The Modesto Bee reports that Patricia Mugrauer sued Modesto last year after a police officer entered her home without a warrant and pushed her. Mugrauer, a disabled senior, fell and broke her hip.

The lawsuit was settled for $745,651.01 plus legal costs, but the 69-year-old Mugrauer died on Jan. 26, a week after the settlement.

One of her attorneys, Sanjay Schmidt, says Modesto still owes the money to Mugrauer's estate.

Blake Loebs, the lead attorney representing the city, says the city's lawyers have looked at the effect Mugrauer's death has on the case. He declined to comment further, saying some issues have not been resolved.

Historically black colleges lawsuit has cost millions

BALTIMORE (AP) - A long-running dispute involving Maryland's historically black colleges has cost the Maryland Higher Education Commission millions.

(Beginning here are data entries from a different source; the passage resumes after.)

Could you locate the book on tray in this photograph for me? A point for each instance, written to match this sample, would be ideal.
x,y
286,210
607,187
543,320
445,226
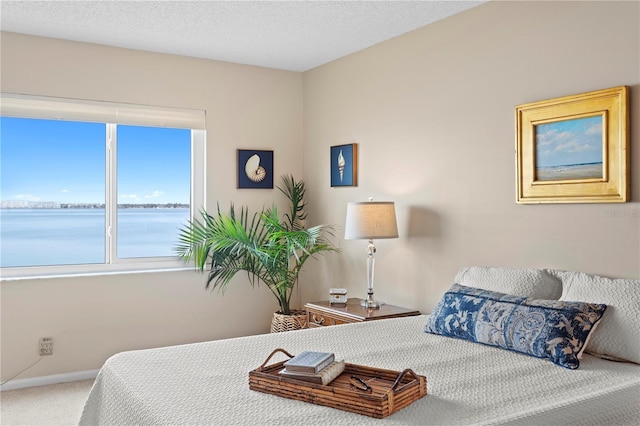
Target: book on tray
x,y
309,361
315,367
323,377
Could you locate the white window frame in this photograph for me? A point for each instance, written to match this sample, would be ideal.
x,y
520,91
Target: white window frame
x,y
112,114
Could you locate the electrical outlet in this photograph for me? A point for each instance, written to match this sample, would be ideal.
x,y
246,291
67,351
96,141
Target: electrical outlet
x,y
46,346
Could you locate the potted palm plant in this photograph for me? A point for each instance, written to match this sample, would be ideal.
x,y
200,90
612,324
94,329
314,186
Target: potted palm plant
x,y
269,248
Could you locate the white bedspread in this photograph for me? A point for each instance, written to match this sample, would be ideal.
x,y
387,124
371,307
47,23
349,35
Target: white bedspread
x,y
468,383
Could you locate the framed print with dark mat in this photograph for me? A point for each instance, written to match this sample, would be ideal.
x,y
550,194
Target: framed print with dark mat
x,y
344,165
255,169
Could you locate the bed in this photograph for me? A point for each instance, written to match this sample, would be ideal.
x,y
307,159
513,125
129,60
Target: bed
x,y
468,382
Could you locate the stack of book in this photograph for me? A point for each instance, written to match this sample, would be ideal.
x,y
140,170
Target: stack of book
x,y
315,367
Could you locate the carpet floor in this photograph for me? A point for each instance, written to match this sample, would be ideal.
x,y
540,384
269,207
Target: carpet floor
x,y
51,405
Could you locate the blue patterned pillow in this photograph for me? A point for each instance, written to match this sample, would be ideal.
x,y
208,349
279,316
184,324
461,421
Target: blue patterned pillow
x,y
551,329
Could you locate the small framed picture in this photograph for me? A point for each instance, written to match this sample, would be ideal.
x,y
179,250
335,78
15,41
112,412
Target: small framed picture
x,y
255,169
344,165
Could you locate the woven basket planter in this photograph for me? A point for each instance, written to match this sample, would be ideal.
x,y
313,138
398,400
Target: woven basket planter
x,y
296,321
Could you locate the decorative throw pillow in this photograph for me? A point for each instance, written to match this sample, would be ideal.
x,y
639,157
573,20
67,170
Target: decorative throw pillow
x,y
618,336
523,282
549,329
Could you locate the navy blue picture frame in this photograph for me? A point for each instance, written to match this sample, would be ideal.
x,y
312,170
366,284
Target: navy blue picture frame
x,y
344,165
255,169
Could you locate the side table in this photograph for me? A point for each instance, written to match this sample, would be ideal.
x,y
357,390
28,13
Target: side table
x,y
322,314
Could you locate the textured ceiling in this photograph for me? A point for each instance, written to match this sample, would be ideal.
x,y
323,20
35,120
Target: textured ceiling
x,y
290,35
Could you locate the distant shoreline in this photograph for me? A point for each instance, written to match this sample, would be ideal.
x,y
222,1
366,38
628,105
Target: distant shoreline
x,y
12,204
570,172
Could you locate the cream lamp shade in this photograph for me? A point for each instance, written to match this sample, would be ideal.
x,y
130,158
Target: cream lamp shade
x,y
371,220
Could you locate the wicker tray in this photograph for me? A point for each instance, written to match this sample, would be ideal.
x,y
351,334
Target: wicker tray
x,y
390,390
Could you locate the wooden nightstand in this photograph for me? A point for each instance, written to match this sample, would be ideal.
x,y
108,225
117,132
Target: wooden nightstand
x,y
321,314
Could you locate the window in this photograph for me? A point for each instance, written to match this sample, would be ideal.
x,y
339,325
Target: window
x,y
95,187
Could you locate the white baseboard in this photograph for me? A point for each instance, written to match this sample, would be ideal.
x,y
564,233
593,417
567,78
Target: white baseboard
x,y
50,380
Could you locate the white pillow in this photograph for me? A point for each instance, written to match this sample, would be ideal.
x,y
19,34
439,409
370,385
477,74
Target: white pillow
x,y
618,334
535,283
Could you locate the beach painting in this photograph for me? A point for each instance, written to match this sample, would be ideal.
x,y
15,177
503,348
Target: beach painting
x,y
569,149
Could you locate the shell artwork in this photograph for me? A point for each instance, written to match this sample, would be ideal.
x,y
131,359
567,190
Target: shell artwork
x,y
341,164
254,171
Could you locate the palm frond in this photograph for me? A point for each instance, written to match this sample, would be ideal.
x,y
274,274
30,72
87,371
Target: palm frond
x,y
268,249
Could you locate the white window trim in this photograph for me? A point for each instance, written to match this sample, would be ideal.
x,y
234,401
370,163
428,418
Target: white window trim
x,y
27,106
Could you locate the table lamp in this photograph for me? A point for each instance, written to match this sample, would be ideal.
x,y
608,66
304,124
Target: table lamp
x,y
370,220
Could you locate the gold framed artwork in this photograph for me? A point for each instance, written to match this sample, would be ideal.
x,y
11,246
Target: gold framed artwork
x,y
574,149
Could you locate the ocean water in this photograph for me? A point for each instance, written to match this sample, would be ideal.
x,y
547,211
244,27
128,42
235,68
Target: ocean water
x,y
570,172
42,237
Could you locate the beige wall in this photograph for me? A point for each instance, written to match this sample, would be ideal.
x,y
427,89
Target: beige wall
x,y
433,114
93,317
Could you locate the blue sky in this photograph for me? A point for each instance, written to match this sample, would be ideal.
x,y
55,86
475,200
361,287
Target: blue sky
x,y
51,160
568,142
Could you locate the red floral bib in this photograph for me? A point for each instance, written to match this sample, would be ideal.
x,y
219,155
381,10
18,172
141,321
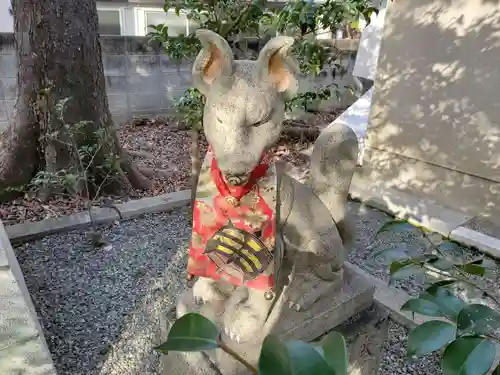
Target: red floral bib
x,y
234,220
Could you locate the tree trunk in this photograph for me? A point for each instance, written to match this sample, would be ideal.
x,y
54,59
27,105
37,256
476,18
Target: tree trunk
x,y
59,56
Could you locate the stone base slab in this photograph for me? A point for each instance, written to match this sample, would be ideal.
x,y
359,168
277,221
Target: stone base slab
x,y
355,296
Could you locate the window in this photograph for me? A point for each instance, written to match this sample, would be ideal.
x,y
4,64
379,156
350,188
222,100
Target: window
x,y
109,22
176,24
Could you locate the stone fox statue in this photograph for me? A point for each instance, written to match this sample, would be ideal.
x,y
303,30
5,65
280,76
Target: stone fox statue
x,y
256,231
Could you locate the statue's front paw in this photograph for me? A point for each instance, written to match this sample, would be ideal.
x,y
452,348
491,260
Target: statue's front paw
x,y
205,291
306,290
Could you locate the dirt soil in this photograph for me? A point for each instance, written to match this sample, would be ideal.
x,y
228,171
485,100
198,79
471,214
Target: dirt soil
x,y
154,146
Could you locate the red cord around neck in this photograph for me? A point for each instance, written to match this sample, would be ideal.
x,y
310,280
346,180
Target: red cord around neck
x,y
237,191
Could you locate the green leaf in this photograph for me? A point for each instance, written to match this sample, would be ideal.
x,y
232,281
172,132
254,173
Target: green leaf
x,y
397,226
306,360
442,283
468,356
478,319
430,336
335,353
274,357
422,306
191,333
473,269
448,303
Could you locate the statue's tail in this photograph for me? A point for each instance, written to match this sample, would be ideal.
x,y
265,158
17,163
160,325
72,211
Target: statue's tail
x,y
333,163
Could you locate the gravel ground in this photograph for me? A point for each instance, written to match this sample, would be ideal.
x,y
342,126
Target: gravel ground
x,y
394,361
100,307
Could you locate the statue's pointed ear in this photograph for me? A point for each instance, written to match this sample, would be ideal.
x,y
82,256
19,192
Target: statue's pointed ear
x,y
215,60
275,64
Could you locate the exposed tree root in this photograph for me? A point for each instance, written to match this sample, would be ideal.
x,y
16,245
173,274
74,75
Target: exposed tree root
x,y
140,154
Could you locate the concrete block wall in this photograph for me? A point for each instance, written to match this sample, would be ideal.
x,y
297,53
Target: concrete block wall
x,y
140,80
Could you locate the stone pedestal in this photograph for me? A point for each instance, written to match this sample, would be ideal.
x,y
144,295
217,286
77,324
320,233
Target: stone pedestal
x,y
355,296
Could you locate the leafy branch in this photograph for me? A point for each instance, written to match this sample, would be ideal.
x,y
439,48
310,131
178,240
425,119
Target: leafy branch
x,y
195,333
466,332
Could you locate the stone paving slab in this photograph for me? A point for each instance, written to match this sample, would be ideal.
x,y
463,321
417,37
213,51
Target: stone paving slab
x,y
23,350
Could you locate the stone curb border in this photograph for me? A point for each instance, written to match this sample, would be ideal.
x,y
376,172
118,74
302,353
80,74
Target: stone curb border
x,y
426,214
35,230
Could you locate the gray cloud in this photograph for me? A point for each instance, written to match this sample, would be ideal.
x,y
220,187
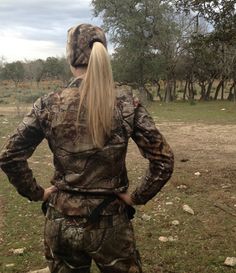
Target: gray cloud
x,y
44,20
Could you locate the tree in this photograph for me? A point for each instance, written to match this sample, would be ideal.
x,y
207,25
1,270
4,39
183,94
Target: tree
x,y
14,71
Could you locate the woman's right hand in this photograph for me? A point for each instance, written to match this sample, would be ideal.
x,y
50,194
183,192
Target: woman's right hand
x,y
48,191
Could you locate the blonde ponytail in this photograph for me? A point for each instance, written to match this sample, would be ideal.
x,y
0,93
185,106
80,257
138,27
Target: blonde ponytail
x,y
97,95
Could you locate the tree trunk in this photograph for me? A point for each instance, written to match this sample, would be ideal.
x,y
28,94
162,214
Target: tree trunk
x,y
208,93
203,91
222,90
168,91
232,94
218,90
148,94
190,91
158,90
185,90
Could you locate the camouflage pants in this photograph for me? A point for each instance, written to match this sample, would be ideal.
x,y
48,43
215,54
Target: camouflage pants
x,y
70,247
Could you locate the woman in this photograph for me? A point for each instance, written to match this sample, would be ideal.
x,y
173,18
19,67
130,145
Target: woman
x,y
88,126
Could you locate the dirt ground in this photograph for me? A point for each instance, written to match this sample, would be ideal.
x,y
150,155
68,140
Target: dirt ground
x,y
211,151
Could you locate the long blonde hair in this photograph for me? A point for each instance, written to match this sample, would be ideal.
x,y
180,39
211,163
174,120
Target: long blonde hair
x,y
97,95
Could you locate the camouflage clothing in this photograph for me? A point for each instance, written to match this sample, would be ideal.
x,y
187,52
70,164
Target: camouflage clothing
x,y
80,168
84,176
80,40
70,247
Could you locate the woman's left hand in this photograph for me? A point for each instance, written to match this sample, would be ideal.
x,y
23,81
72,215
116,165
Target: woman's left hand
x,y
126,197
48,191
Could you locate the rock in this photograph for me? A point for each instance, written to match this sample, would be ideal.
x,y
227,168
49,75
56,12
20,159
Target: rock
x,y
230,261
172,239
184,160
146,217
175,223
44,270
10,265
168,239
18,251
182,187
163,239
188,209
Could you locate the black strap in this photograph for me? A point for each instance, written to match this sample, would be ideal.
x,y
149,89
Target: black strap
x,y
93,217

The Baltimore Sun reports the commission has spent more than $2.2 million defending itself in the lawsuit, according to records provided to the paper under a Public Information Act request. The paper reports that about $925,000 went to law firm Venable LLP and $1.3 million to Zuckerman Spaeder LLP.

Advocates for the state's historically black colleges sued Maryland more than a decade ago, accusing the state of running a segregated university system.

Advocates argue that marquee academic programs at well-funded, traditionally white public universities erode similar programs at historically black colleges. They've called for some of the programs to be transferred to the historically black schools.

A trial on remedies began last month.

Mother of slain teen urges judge to reverse ruling

LITTLE ROCK, Ark. (AP) - A Little Rock woman whose son was killed by a police officer who was later fired and charged with manslaughter wants a federal judge to reconsider a ruling dismissing the city and a former police chief from her wrongful death lawsuit.

The Arkansas Democrat-Gazette reports Sylvia Perkins, mother of 15-year-old Bobby Moore, says the Jan. 27 ruling did not seem to adequately address documents she filed in the case.

U.S. District Judge Brian Miller dismissed the city of Little Rock and retired city police chief Stuart Thomas, leaving former officer Josh Hastings as the sole defendant.

Bobby Moore was shot and killed by Hastings about 5:30 a.m. Aug. 12, 2012, in a parking lot outside and apartment building. Hastings was tried twice but never convicted on a manslaughter charge.